El último decenio del siglo XVII estuvo cuajado de agitación,
terror, encuentros violentos, amagos de nuevos pactos de paz. Los
negros del Palenque de la Sierra de María con Domingo Criollo,
quien tenía 500 hombres a su mando y cuatro capitanes de guerra,
propusieron al gobernador Rafael Capsir, por conducto de un cura,
con quien se entrevistaron para el efecto, rendirle obediencia bajo
la condición de obtener libertad oficial y de que se les fijara un
territorio donde poblarse a las gentes del palenque. La propuesta,
atendida por el gobernador, fue rechazada por el siguiente
mandatario, quien envió una compañía de mil hombres armados hacia
la Sierra de María.
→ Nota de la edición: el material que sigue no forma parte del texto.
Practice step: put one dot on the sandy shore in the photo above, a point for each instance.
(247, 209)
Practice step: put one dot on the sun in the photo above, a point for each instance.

La guerra entre blancos y negros se recrudeció.
Las defensas de este palenque eran tan fuertes que las milicias se
quedaron en los alrededores durante quince días discutiendo si
intentaban franquearlas o no. Resolvieron devolverse, y Domingo
Criollo ensayó de nuevo la propuesta aclarando que lo que ellos
querían era su libertad oficial, ya que desde hacía años eran
libres. El mensaje, que fue transmitido al rey, propició la cédula
real de agosto de 1691 que, conforme dice Arrázola (1970: 107),
cayó como una bala de lombarda entre los blancos de Cartagena ya
que su aplicación en los palenques habría generado más
sublevaciones. la abolición de la esclavitud, la entrega de tierras
a los negros y con ello un colapso en la economía apoyada en el
trabajo de esclavos. La gobernación de Cartagena tendría enfrente
otro movimiento rebelde: el de los propietarios de esclavos. ¡La
cédula que hacía libres a los cimarrones nunca se puso en vigor!
Por el contrario, la lucha contra los negros rebeldes se
intensificó. Cartagena entró en estado de alarma y oficialmente el
pánico se hizo provocador.
La sevicia de las milicias españolas fue tal, que luego de un
encuentro con el palenque de Betancur, donde consiguieron dar
muerte a cinco negros, enviaron las cabezas de estos al gobernador,
quien en medio de aplausos, las mandó colgar en la plaza, a tiempo
que en la catedral se celebró un ritual especial y se cantó el
Tedeum laudamus (Ibídem: 198). Pero otras represalias
habrían de ocurrir. El mismo gobernador dispuso un desfile infame
en Cartagena. Mandó que a uno de los prisioneros negros se le
pasara por las armas, luego se le amarró a la cola de una mula a la
que se arrió por las calles de la ciudad, seguida por el esclavo
Antonio Nolu, a quien se azotó doscientas veces y se le hizo
acompañar de cuarenta esclavos. De semejante barbarie, el
gobernador Martín de Zevallos y la Cerda escribe al rey solazándose
de haber disfrutado de "un día de gran aplauso en la
ciudad".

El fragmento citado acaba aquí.